We get a peek into ancient welfare systems and ancient middle eastern tribal succession rites infused with the tenderness of interpersonal relationships involving an outsider, Ruth, who is welcomed into the intimacy of the inner circle. Directly through her came Israel’s eventual monarch of note, David, and then eventually to the one who would be recognised as Messiah, the Christ, Jesus of Nazareth. Hence grass-roots Christianity has always had a bias to recognising the Christ in the alien, the other, the stranger – a pertinent reminder in this age of so-called “border protection.”

Psalm 127 

Again, the Psalm echoes the acclamation of Ruth’s successful marriage to Boaz, affirming that the striving of the human spirit to overcome complicated, vexing and tragic circumstances falls within the purview of divine destiny, evoking a confidence in a continuous orientation to the ways of God revealed in Israel’s faith.

Hebrews 9:24-28

It is incorrect and disrespectful to think of Jesus’ role as High Priest superceding the sacrificial system of the original Hebrew covenant.
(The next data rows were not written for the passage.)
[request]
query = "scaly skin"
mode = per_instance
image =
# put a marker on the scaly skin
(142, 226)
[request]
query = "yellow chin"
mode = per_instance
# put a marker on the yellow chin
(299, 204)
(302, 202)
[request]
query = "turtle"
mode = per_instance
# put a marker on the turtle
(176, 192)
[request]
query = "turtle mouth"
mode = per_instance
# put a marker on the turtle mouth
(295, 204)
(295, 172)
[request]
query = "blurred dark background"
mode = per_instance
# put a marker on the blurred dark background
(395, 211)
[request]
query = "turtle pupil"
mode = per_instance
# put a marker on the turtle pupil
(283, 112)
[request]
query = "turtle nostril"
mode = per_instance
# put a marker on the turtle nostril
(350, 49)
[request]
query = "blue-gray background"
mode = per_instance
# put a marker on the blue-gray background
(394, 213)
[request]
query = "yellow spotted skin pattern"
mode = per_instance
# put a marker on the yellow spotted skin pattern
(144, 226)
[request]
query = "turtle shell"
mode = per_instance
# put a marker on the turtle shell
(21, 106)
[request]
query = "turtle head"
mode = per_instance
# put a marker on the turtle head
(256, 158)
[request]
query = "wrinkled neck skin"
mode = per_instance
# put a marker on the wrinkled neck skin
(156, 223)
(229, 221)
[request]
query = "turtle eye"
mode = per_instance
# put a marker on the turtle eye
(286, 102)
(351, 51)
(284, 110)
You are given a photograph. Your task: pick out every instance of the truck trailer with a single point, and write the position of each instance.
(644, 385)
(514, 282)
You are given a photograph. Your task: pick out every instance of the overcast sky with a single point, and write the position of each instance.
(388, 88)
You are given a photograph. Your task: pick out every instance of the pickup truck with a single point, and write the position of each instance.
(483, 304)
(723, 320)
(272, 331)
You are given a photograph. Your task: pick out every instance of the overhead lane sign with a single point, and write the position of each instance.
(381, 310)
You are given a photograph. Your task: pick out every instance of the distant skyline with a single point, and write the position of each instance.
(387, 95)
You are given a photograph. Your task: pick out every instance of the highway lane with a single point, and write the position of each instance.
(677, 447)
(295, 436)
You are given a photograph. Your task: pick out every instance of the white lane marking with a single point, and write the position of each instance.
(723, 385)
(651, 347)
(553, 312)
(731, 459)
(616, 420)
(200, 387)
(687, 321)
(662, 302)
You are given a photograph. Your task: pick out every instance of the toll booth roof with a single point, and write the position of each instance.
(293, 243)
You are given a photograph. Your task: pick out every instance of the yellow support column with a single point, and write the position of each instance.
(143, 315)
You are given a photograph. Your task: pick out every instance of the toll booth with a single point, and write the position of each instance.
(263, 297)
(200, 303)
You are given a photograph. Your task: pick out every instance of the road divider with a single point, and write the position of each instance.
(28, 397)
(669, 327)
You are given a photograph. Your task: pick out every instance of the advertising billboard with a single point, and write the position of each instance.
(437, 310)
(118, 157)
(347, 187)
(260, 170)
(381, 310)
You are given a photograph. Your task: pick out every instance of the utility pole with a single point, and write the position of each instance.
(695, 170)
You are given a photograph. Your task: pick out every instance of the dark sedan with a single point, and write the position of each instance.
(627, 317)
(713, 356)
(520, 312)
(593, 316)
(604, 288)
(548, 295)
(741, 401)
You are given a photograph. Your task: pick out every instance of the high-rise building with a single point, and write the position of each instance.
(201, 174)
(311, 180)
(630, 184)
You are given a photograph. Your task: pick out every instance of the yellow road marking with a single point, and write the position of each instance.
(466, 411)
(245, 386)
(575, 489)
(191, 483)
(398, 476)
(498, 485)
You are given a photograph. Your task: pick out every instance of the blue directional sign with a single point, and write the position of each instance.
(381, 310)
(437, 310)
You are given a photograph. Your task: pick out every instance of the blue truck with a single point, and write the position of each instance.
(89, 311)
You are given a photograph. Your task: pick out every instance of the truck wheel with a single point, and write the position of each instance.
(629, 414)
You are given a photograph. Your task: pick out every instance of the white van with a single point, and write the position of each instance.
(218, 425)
Rather, Jesus completes it, bringing it to its zenith, its fulfillment. This is how it should be addressed in interfaith dialogue and understandings.

Mark 12:38-44

Echoing the wisdom and trust of Ruth’s Naomi, the widow at the temple treasury provides a non-conscious contrast against the show-off religiosity of those who wear the masks of piety and righteousness. That Jesus would point this out to his disciples after a strong verbal rebuke of the scribes whose talk doesn’t match their walk cements the immanence of his arrest, trial and execution.